A clear example of the difference in the structure can be primary and secondary school. In Venezuela you start Primary school when you are about 7 years old and have to study from 1st to 6th year. Then you go to High School, which is divided into two. The first three years (i.e.7th, 8th and 9th) are common to every one and you have a range of subjects from history and literature to maths and chemistry. After that you can take one of two roots: the Humanitarian Sciences route or Science route. In the first one you will see subjects like Latin, French, Philosophy, etc. On the other hand, if you like the science route, you will study maths, chemistry, physics, biology, etc. Nevertheless, either route has common modules such as history, literature, geography, among other subjects. Both last two years and you have about ten modules every year. When you finish you are ready to go to university if you wish so!
In the UK the structure is a bit different towards the end of secondary school. So, primary school is basically the same; then you do years 7, 8 and 9. After that you do what is called GCSE for 2 years, and if you wish to continue further education, then you can do what is called A Levels. This last part lasts 2 years where students take about 4 subjects the first year and continue with 3 in their final year (although the number of subjects may change slightly).

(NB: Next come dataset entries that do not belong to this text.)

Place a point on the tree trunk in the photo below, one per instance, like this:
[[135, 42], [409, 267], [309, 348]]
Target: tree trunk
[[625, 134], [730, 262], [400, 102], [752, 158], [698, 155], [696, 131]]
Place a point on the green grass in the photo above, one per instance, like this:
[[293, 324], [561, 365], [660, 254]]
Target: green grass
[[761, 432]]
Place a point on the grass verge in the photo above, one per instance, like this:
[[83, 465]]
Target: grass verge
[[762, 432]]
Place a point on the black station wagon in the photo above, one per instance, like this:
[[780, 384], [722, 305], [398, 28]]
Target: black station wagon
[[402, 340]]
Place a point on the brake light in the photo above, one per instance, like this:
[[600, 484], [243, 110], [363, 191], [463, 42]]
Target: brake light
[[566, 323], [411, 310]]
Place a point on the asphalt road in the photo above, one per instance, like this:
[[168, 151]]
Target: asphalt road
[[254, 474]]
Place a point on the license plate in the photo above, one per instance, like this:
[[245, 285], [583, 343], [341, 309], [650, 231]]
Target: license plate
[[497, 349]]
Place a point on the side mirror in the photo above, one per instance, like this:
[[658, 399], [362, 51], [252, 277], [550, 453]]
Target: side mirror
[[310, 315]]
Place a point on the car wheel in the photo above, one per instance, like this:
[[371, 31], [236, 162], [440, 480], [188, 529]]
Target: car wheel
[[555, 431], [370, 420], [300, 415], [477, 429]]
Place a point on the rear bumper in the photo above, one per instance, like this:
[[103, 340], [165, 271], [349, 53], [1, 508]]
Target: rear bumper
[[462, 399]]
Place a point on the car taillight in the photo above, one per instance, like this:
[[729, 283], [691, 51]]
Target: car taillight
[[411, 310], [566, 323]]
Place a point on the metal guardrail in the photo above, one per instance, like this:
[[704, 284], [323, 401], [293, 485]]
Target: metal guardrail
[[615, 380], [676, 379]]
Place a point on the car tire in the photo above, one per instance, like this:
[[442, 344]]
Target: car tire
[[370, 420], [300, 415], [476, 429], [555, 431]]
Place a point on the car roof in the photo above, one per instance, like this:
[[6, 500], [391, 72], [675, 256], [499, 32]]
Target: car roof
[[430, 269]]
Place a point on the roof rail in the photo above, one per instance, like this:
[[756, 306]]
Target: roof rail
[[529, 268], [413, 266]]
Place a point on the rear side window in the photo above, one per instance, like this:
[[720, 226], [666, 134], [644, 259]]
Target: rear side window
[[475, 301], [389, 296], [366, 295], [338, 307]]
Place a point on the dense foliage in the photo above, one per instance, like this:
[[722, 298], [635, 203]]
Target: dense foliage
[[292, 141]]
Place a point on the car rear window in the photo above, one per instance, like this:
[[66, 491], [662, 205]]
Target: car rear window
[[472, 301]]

This basically means that people who went to school in the U.K. have more in-depth knowledge in subjects related to what they wish to study at uni.

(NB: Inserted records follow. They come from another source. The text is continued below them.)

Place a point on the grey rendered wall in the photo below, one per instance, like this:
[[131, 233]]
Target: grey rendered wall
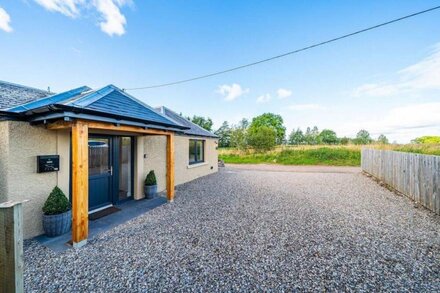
[[25, 143], [155, 150], [4, 151]]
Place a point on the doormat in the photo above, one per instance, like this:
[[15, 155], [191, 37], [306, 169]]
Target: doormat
[[103, 213]]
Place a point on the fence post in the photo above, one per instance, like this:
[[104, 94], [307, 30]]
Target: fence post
[[11, 247]]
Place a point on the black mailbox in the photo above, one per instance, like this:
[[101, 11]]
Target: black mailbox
[[48, 163]]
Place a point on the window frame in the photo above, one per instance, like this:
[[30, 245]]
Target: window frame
[[196, 159]]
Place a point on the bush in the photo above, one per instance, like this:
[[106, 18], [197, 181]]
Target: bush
[[150, 179], [56, 203], [262, 138]]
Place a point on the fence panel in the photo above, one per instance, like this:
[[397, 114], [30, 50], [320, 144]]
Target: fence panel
[[417, 176]]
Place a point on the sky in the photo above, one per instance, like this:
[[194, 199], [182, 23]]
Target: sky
[[385, 81]]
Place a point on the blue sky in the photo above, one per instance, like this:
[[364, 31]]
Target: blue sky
[[386, 81]]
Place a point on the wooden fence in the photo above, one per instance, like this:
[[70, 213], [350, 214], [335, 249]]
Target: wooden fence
[[416, 176]]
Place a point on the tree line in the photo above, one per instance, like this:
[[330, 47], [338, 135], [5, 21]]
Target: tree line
[[266, 131]]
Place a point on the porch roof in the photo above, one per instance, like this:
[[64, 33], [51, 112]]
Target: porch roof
[[108, 104]]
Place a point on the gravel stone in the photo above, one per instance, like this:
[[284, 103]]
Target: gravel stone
[[250, 230]]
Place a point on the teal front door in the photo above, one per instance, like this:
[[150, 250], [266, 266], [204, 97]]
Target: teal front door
[[100, 172]]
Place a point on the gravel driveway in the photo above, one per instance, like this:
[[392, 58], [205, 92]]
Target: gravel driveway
[[251, 230]]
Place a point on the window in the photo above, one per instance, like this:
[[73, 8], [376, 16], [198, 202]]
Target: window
[[196, 151]]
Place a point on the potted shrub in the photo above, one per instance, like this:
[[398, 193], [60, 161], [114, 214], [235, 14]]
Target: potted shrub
[[150, 189], [57, 217]]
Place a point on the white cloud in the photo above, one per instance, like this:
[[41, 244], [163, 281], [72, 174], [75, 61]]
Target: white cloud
[[69, 8], [402, 123], [424, 75], [231, 92], [112, 21], [5, 20], [264, 98], [283, 93], [305, 107]]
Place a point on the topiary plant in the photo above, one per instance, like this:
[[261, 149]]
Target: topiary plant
[[56, 203], [150, 179]]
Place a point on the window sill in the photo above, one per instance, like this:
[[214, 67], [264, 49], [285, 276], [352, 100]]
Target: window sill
[[197, 165]]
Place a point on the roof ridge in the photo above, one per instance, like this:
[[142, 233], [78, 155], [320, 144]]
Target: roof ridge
[[196, 125], [24, 86]]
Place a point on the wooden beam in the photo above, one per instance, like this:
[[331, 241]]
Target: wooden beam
[[80, 183], [60, 124], [11, 247], [107, 126], [170, 167]]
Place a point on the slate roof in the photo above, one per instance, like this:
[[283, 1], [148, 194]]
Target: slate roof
[[12, 94], [194, 129], [109, 104]]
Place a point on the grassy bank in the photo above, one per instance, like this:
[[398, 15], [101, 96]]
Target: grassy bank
[[315, 155], [335, 156]]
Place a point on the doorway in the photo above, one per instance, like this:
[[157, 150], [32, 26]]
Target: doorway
[[111, 168]]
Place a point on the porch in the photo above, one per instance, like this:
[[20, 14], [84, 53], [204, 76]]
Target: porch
[[128, 211], [80, 133]]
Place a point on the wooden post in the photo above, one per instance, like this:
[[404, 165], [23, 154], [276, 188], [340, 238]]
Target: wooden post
[[11, 247], [170, 167], [80, 183]]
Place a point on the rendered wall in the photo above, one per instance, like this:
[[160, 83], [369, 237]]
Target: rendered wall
[[25, 143], [155, 150], [4, 152]]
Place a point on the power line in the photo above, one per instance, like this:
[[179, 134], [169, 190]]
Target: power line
[[285, 54]]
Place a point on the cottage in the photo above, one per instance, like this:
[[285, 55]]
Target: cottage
[[106, 142]]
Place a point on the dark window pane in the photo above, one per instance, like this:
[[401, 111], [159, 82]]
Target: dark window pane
[[192, 151], [98, 155], [200, 151], [125, 161]]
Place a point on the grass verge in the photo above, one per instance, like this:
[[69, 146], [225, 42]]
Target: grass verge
[[331, 156], [317, 155]]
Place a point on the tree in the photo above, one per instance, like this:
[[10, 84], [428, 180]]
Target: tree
[[262, 138], [273, 121], [382, 139], [296, 137], [239, 135], [345, 140], [203, 122], [243, 124], [363, 137], [311, 136], [224, 135], [427, 140], [328, 136]]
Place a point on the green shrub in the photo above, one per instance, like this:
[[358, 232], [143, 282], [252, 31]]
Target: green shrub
[[56, 203], [150, 179]]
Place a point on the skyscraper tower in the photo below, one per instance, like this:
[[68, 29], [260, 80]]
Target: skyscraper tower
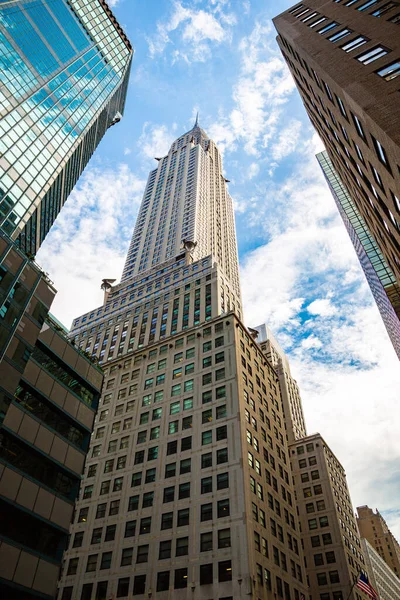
[[380, 277], [373, 528], [345, 60], [64, 69], [188, 489], [291, 400]]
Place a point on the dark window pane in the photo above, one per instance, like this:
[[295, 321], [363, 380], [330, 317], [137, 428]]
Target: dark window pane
[[180, 578], [162, 581], [206, 574]]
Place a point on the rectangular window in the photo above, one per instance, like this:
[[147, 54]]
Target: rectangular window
[[390, 71], [106, 560], [327, 27], [374, 54], [354, 44], [367, 5], [339, 35], [167, 520]]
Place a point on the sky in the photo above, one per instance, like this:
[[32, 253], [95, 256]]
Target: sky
[[299, 271]]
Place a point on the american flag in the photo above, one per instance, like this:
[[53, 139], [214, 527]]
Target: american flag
[[364, 585]]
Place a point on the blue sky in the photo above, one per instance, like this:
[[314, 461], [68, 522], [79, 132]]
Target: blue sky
[[299, 271]]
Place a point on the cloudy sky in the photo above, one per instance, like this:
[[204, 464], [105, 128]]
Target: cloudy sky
[[299, 271]]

However, universities in England provide what is called “Foundation Year” which is an option to help students get up to the right level to start uni if their educational background is different or if the grades don’t meet the British requirements.
As I have mentioned before, being a student in the UK is great for both, academic and lifestyle reasons. Academically, universities here have quite a good reputation and a well organised and robust system. They are very concerned about student progress and for this reason they have help students in many ways. Universities will usually have an International Student office, well equipped libraries, Student Accommodation Office and even a Help Line for any kind of support you may need at any point. In addition to this, universities are at the forefront of social and scientific progress and it is quite interesting to think that something famous or important to the modern world was probably invented in one of these universities.
One thing I believe doesn’t change regardless where you go is that lecturers always have the best interest on sharing their knowledge, and in the UK that’s is definitely not an exception!
"Uni" can be used to refer to "university" in informal speaking.